Letter: Label leaders hypocrites on pipeline stance

The PQB News editorial on pipelines (B.C. Premier John Horgan’s Kinder Morgan stance is either brilliant, stupid or cynical, April 12) suggested that John Horgan is either brilliant or cynical, a wily coyote or as oblivious as a fence post. But in my opinion, Horgan should be labelled a hypocrite.

Over 400,000 barrels of crude oil are transported off the B.C. coast every day. Vancouver Island is supplied all its petroleum by barge except for one natural gas pipeline. For the past 20 years the USA has shipped over 600,000 barrels of crude oil daily down the West Coast from Alaska to U.S. markets, while on the east coast of Canada we import daily over 700,000 barrels of crude oil in tankers from foreign countries — oil that could be supplied at less cost by Canadian sources. B.C. regulates over 40,000 km of pipelines and receives close to a billion dollars in revenue yearly from the oil and gas industry. There are over 800,000 km of pipelines in Canada transporting millions of barrels of crude oil. Focusing on the Trans Mountain pipeline, Horgan has recklessly rooted his political stance to the economic detriment of B.C., several other provincial economies and Canadian unity.

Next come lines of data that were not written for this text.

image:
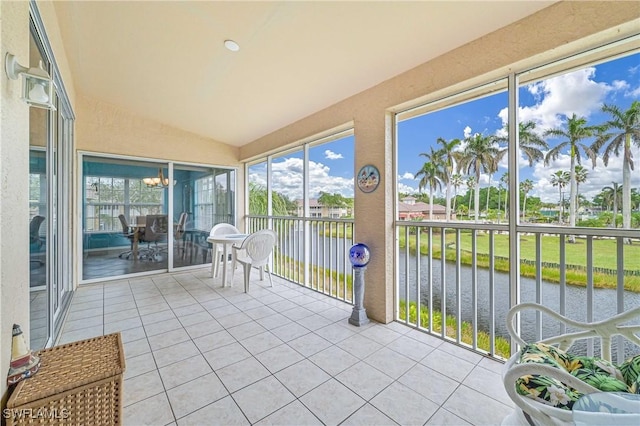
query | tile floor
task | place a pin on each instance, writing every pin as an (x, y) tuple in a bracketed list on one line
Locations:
[(199, 354)]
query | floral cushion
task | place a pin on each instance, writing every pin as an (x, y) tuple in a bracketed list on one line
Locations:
[(596, 372)]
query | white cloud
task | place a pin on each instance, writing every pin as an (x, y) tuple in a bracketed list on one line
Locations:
[(287, 179), (406, 176), (406, 189), (597, 178), (562, 96), (633, 93), (330, 155)]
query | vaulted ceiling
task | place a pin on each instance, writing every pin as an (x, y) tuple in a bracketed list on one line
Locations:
[(166, 60)]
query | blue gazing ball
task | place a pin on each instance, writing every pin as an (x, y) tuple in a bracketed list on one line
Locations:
[(359, 255)]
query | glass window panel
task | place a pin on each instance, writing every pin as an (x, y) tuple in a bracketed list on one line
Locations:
[(567, 109), (331, 179), (452, 162), (203, 197), (115, 187)]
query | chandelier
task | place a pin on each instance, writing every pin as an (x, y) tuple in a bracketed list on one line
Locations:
[(157, 181)]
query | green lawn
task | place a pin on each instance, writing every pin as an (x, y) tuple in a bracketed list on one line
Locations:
[(604, 256), (604, 250)]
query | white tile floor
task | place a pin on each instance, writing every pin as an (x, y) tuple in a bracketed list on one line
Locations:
[(199, 354)]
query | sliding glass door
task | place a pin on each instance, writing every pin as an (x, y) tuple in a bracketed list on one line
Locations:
[(140, 216), (116, 204), (50, 177)]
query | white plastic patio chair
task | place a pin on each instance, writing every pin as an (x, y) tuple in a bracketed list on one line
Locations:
[(254, 252), (217, 249), (531, 412)]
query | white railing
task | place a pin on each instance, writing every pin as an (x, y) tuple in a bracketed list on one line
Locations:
[(471, 282), (312, 252)]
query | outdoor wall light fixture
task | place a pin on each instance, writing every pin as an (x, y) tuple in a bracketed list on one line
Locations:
[(37, 87), (157, 182)]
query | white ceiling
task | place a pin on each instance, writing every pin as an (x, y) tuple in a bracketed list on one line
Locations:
[(166, 61)]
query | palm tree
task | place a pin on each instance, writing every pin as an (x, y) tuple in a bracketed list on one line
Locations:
[(622, 130), (576, 131), (530, 143), (525, 186), (471, 184), (448, 155), (560, 179), (456, 181), (505, 179), (481, 154), (612, 194), (581, 177), (432, 174)]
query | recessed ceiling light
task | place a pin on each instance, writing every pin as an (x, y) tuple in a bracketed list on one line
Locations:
[(231, 45)]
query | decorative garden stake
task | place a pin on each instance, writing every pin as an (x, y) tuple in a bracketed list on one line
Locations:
[(359, 258)]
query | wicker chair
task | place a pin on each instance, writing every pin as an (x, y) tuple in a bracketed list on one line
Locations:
[(529, 410)]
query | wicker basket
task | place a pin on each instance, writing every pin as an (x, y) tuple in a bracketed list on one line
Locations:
[(79, 383)]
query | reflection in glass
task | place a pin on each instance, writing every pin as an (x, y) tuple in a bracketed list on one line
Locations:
[(202, 198)]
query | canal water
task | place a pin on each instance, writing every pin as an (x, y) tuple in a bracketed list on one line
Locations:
[(604, 300), (332, 252)]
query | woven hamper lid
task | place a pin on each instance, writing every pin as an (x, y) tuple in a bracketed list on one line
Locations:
[(70, 366)]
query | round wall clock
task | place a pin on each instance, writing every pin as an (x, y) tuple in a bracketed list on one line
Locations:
[(368, 178)]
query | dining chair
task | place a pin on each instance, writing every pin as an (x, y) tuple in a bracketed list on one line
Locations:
[(180, 231), (155, 231), (254, 252), (217, 249), (35, 241), (129, 234)]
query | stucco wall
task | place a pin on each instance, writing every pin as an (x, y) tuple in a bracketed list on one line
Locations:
[(102, 127), (557, 31), (14, 173)]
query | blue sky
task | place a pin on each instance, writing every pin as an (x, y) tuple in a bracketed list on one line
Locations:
[(547, 102)]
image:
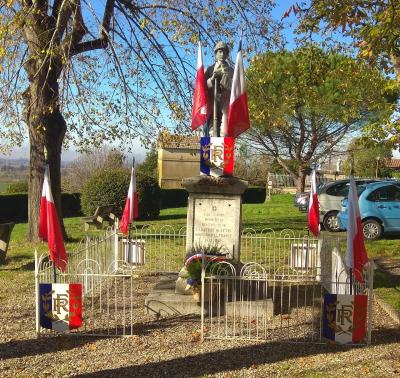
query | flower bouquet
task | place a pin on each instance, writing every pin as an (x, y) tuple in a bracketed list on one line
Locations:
[(190, 274)]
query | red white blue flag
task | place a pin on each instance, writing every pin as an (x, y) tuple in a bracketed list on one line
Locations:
[(238, 115), (356, 255), (131, 210), (216, 156), (49, 225), (199, 112), (344, 318), (313, 206), (60, 306)]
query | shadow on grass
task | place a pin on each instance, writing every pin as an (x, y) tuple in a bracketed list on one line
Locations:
[(56, 343), (232, 358)]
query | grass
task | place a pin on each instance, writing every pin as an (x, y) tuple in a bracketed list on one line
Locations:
[(386, 288), (278, 213), (3, 186)]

Vancouver exported over 36 million tonnes of coal by ships in 2017, exceeding coal exports from all eastern U.S. ports. Recently, a group of airlines serving Vancouver International Airport announced the building of a system to supply aviation fuel in tankers from Asia to serve YVR. This includes a marine terminal on the south arm of the Fraser River, a storage facility on Port of Vancouver land and a 13-km underground pipeline through Richmond to the airport. Where are the U.S. funded environmental activists to whine about these issues, and why import aviation fuel from Asia when Kinder Morgan currently provides this service?

From my perspective, John Horgan and the opportunistic Andrew Weaver are narrow-minded hypocrites, blind to the transportation realities of the collective resource-rich economies of B.C. and Canada. Realistically, our dependence on oil is not likely to go away for decades.